Increase Sales by Asking Consumers for Their Communication Preferences
There are two incorrect ways marketers could react to increasingly common, and increasingly restrictive, do-not-call legislation. A marketer could ignore it and continue blasting her message indiscriminately, risking fines for extremely limited gains. It doesn’t matter if the thousands or millions receiving her message are interested or not; if they broadcast wide enough something will stick eventually, right? Or, a marketer could over comply, leaving sales on the table because he doesn’t know how to leverage established business relationship and other exemptions.
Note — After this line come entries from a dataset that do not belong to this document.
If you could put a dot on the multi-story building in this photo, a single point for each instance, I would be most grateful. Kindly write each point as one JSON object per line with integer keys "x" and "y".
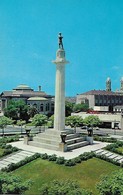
{"x": 43, "y": 103}
{"x": 102, "y": 100}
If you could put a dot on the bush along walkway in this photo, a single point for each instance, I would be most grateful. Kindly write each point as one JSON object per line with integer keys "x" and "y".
{"x": 112, "y": 157}
{"x": 14, "y": 158}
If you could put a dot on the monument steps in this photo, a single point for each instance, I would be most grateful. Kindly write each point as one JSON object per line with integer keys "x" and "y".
{"x": 44, "y": 145}
{"x": 75, "y": 140}
{"x": 77, "y": 145}
{"x": 50, "y": 139}
{"x": 72, "y": 135}
{"x": 46, "y": 140}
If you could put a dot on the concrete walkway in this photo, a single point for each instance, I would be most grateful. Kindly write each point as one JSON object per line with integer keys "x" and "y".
{"x": 66, "y": 155}
{"x": 27, "y": 150}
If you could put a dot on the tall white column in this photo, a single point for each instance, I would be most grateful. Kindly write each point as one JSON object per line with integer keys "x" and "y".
{"x": 59, "y": 116}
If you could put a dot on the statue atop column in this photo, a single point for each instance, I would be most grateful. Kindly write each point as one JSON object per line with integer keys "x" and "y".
{"x": 60, "y": 41}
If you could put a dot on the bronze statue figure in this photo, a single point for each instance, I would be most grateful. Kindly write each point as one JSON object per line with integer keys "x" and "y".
{"x": 60, "y": 41}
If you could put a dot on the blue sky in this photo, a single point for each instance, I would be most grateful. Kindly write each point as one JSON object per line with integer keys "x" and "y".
{"x": 93, "y": 41}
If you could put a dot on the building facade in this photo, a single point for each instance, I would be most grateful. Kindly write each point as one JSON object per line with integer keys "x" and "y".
{"x": 102, "y": 98}
{"x": 39, "y": 99}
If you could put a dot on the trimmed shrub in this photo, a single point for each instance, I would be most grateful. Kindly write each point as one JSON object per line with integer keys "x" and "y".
{"x": 77, "y": 160}
{"x": 105, "y": 139}
{"x": 44, "y": 156}
{"x": 60, "y": 160}
{"x": 14, "y": 166}
{"x": 70, "y": 162}
{"x": 52, "y": 157}
{"x": 86, "y": 155}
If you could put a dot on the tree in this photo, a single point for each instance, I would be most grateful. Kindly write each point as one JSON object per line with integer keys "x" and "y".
{"x": 10, "y": 184}
{"x": 51, "y": 121}
{"x": 81, "y": 107}
{"x": 17, "y": 110}
{"x": 68, "y": 108}
{"x": 111, "y": 184}
{"x": 74, "y": 121}
{"x": 67, "y": 187}
{"x": 91, "y": 121}
{"x": 21, "y": 123}
{"x": 39, "y": 120}
{"x": 32, "y": 111}
{"x": 4, "y": 121}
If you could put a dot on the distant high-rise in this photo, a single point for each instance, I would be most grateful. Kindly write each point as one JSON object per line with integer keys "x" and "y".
{"x": 121, "y": 86}
{"x": 108, "y": 84}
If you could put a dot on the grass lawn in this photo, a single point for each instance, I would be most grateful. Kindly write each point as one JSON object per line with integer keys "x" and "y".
{"x": 86, "y": 173}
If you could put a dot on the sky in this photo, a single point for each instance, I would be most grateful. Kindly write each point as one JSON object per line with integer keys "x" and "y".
{"x": 92, "y": 36}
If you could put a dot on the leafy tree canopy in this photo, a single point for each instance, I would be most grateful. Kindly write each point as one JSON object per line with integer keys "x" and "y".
{"x": 32, "y": 111}
{"x": 74, "y": 121}
{"x": 63, "y": 187}
{"x": 111, "y": 184}
{"x": 39, "y": 120}
{"x": 4, "y": 121}
{"x": 17, "y": 109}
{"x": 92, "y": 121}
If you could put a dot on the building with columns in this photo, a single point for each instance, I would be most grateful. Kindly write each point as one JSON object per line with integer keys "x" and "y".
{"x": 102, "y": 100}
{"x": 39, "y": 99}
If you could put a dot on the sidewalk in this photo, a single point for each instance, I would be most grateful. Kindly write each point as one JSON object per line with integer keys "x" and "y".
{"x": 66, "y": 155}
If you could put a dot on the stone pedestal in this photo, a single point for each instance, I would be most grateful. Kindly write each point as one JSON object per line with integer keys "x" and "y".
{"x": 63, "y": 147}
{"x": 26, "y": 140}
{"x": 59, "y": 116}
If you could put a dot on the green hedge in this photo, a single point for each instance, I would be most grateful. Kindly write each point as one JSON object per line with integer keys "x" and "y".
{"x": 105, "y": 139}
{"x": 113, "y": 147}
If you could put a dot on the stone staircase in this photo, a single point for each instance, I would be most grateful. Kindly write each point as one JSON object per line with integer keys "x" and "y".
{"x": 50, "y": 139}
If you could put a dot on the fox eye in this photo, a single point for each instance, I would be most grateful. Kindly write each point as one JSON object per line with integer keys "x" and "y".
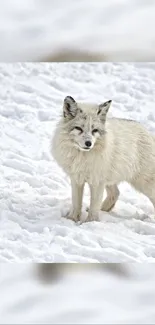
{"x": 95, "y": 130}
{"x": 78, "y": 128}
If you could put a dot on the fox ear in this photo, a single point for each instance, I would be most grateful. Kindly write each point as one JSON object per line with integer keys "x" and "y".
{"x": 69, "y": 107}
{"x": 103, "y": 109}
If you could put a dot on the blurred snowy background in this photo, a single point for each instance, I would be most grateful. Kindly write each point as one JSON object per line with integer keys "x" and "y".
{"x": 82, "y": 30}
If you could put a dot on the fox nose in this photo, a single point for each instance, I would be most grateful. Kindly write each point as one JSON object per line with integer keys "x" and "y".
{"x": 88, "y": 144}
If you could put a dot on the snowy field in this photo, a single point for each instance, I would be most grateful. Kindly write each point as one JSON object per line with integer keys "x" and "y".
{"x": 118, "y": 29}
{"x": 82, "y": 297}
{"x": 35, "y": 193}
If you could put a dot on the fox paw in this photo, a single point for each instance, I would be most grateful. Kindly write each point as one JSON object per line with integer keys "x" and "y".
{"x": 72, "y": 215}
{"x": 92, "y": 217}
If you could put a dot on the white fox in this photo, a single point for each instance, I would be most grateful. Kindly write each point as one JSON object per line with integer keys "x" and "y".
{"x": 102, "y": 152}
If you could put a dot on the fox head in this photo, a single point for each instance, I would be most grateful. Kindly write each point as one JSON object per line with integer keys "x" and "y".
{"x": 84, "y": 123}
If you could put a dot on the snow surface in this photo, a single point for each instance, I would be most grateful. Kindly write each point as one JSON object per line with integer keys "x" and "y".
{"x": 120, "y": 29}
{"x": 35, "y": 193}
{"x": 84, "y": 297}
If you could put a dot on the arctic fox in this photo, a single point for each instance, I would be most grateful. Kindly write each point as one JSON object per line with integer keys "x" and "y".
{"x": 102, "y": 152}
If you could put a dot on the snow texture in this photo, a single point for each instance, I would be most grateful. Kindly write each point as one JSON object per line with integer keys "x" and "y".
{"x": 35, "y": 194}
{"x": 83, "y": 297}
{"x": 120, "y": 29}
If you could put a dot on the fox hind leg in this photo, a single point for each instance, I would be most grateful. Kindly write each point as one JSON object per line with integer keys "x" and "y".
{"x": 111, "y": 199}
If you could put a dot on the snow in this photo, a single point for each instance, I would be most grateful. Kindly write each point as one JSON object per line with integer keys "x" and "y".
{"x": 35, "y": 193}
{"x": 118, "y": 29}
{"x": 85, "y": 296}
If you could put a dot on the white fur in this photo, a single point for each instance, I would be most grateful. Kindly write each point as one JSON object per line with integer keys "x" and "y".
{"x": 125, "y": 152}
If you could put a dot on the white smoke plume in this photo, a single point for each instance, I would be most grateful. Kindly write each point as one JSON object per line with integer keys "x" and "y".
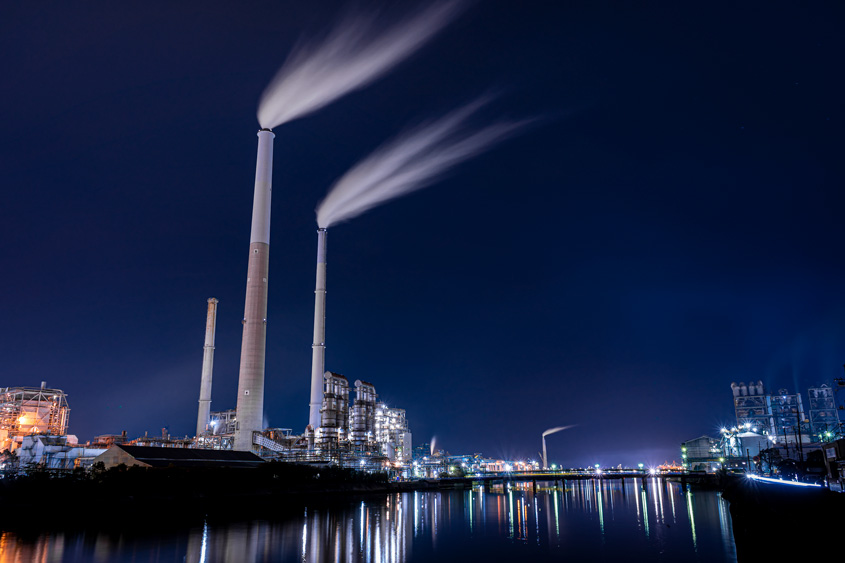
{"x": 354, "y": 54}
{"x": 411, "y": 161}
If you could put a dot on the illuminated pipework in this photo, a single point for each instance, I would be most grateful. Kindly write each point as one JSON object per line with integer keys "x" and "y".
{"x": 392, "y": 433}
{"x": 334, "y": 412}
{"x": 362, "y": 418}
{"x": 30, "y": 410}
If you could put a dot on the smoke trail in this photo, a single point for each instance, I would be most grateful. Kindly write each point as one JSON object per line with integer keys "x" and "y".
{"x": 558, "y": 429}
{"x": 409, "y": 162}
{"x": 354, "y": 54}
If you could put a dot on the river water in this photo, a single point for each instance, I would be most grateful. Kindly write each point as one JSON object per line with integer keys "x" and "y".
{"x": 607, "y": 520}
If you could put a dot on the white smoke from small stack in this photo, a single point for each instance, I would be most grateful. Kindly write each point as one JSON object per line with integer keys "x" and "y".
{"x": 409, "y": 162}
{"x": 353, "y": 55}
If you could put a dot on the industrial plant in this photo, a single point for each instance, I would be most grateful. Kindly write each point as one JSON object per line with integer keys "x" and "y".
{"x": 773, "y": 433}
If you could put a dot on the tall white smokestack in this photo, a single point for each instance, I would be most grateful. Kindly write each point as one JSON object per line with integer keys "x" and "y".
{"x": 251, "y": 375}
{"x": 318, "y": 349}
{"x": 207, "y": 366}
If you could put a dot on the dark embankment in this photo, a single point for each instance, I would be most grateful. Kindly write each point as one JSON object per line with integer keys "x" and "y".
{"x": 774, "y": 522}
{"x": 140, "y": 497}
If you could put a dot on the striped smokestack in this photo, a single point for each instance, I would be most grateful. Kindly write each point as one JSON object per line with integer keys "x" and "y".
{"x": 207, "y": 366}
{"x": 251, "y": 375}
{"x": 318, "y": 349}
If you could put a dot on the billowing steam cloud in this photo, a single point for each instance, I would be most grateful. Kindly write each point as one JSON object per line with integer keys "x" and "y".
{"x": 409, "y": 162}
{"x": 352, "y": 56}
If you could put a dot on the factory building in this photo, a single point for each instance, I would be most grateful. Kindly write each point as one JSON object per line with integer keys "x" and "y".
{"x": 26, "y": 411}
{"x": 392, "y": 433}
{"x": 753, "y": 406}
{"x": 791, "y": 425}
{"x": 824, "y": 417}
{"x": 55, "y": 452}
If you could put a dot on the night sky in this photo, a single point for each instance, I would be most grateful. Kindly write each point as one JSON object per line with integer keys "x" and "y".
{"x": 670, "y": 223}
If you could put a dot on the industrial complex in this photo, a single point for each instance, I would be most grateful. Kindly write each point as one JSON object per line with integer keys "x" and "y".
{"x": 774, "y": 434}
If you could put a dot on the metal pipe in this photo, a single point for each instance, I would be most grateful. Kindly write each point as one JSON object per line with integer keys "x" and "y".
{"x": 250, "y": 409}
{"x": 207, "y": 366}
{"x": 318, "y": 348}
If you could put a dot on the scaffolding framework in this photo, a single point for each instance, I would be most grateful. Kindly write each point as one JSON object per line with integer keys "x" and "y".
{"x": 31, "y": 410}
{"x": 823, "y": 414}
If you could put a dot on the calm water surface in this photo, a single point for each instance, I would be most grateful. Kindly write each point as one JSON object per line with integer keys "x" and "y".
{"x": 584, "y": 521}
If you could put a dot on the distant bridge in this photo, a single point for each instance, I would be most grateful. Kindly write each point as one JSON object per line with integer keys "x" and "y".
{"x": 698, "y": 478}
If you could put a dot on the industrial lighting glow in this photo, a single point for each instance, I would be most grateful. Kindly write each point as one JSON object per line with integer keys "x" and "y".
{"x": 781, "y": 481}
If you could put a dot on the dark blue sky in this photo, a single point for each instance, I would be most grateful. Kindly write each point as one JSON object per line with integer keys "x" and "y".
{"x": 672, "y": 223}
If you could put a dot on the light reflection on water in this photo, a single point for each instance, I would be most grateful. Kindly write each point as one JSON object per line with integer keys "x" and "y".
{"x": 605, "y": 519}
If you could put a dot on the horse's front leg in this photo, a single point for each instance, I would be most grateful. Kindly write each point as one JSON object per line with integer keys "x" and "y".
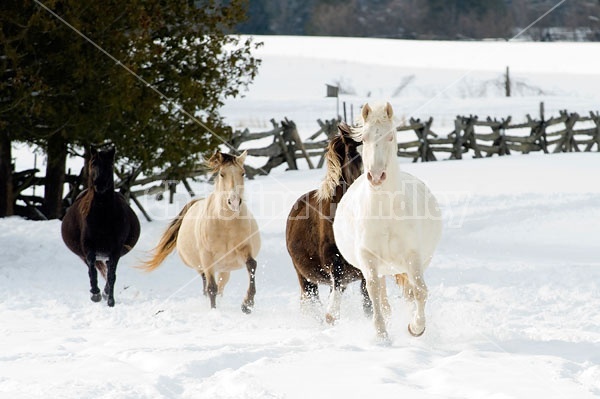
{"x": 367, "y": 304}
{"x": 248, "y": 303}
{"x": 419, "y": 291}
{"x": 90, "y": 260}
{"x": 211, "y": 288}
{"x": 338, "y": 288}
{"x": 111, "y": 278}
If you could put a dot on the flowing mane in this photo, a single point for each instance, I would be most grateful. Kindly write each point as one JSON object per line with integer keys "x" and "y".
{"x": 334, "y": 157}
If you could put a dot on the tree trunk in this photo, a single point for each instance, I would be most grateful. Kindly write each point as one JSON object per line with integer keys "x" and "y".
{"x": 56, "y": 152}
{"x": 6, "y": 184}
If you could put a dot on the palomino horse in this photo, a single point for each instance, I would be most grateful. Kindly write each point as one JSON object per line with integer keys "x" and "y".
{"x": 388, "y": 223}
{"x": 309, "y": 232}
{"x": 217, "y": 234}
{"x": 100, "y": 227}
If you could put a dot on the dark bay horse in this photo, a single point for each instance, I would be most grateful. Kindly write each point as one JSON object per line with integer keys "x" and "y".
{"x": 309, "y": 231}
{"x": 100, "y": 227}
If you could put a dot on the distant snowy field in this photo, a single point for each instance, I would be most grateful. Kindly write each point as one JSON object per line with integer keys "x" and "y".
{"x": 514, "y": 287}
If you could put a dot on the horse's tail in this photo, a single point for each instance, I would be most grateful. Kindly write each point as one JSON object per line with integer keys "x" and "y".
{"x": 167, "y": 242}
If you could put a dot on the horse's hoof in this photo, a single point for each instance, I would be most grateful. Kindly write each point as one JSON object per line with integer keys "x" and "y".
{"x": 246, "y": 308}
{"x": 413, "y": 334}
{"x": 330, "y": 319}
{"x": 97, "y": 297}
{"x": 383, "y": 339}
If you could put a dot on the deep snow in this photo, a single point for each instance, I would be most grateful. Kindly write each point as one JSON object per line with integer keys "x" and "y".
{"x": 514, "y": 286}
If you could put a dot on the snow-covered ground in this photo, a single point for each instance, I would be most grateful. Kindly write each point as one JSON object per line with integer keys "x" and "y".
{"x": 514, "y": 298}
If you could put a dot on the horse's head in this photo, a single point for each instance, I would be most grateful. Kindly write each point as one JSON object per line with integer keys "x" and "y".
{"x": 229, "y": 181}
{"x": 100, "y": 169}
{"x": 379, "y": 141}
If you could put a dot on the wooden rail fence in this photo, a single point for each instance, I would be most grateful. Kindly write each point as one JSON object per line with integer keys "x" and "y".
{"x": 566, "y": 132}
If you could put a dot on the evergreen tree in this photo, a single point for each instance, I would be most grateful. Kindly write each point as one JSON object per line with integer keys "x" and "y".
{"x": 76, "y": 95}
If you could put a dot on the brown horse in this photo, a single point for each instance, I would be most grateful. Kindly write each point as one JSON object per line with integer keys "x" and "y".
{"x": 100, "y": 227}
{"x": 309, "y": 232}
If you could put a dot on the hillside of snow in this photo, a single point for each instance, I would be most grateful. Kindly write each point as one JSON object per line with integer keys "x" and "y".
{"x": 514, "y": 288}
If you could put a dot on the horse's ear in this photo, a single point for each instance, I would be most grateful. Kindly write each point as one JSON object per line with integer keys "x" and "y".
{"x": 388, "y": 110}
{"x": 345, "y": 131}
{"x": 216, "y": 159}
{"x": 242, "y": 157}
{"x": 111, "y": 152}
{"x": 366, "y": 111}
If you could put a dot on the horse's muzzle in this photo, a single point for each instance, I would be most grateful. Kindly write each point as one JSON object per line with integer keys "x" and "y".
{"x": 234, "y": 204}
{"x": 376, "y": 178}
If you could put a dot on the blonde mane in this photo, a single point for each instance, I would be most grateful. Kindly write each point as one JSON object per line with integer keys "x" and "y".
{"x": 333, "y": 176}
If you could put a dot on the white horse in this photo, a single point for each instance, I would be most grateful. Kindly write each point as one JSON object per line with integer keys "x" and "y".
{"x": 215, "y": 235}
{"x": 388, "y": 223}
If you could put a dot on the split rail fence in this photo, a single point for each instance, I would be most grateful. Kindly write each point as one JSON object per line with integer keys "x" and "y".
{"x": 567, "y": 132}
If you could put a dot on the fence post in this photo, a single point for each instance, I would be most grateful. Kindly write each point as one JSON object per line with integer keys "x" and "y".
{"x": 507, "y": 82}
But you’re smarter than that. You’re interested in the opportunities available through compliance with do-not-contact and marketing privacy regulations to engage your existing customers and find the new leads that aren’t only interested, but need your products and are eager to buy.
And you’ve realized all the data in the world doesn’t compare to the 100% accurate and cheapest marketing strategy: asking the consumer.
In May, Emarkter.com released the results of a survey of online US adult mobile phone users that said found a 30% of the surveyed smartphone users were “at least somewhat interested” in receiving promotional texts. And 10% were extremely interested, which is twice as many as in 2009.
That means about a third of smartphone users in this country could be convinced not just to give you their email address or even their home phone number, but their cell phone number to receive marketing material from you in their pocket.
And in February, Ping Mobile released a survey that said 55% of American women would opt-in to receive mobile coupons, and 90% said they would be at least somewhat likely to redeem them.
All they want is for you to ask them first, and then keep the information interesting, relatively infrequent, and, most importantly, relevant to them.
Don’t be afraid to ask a consumer if they want to hear from you, and then the specific topics they’re interested in and how often they want to be contacted. Given the choice, most people want to hear from marketers; they just want to do so on their terms.
Forrester called this concept contact governance, and it guides the comprehensive consumer preference management capabilities offered by Gryphon. We’re not only interested in keeping you compliant with do-not-contact and marketing privacy legislation, we want you to earn consumers’ trust, confidence, and business by listening to consumer preferences.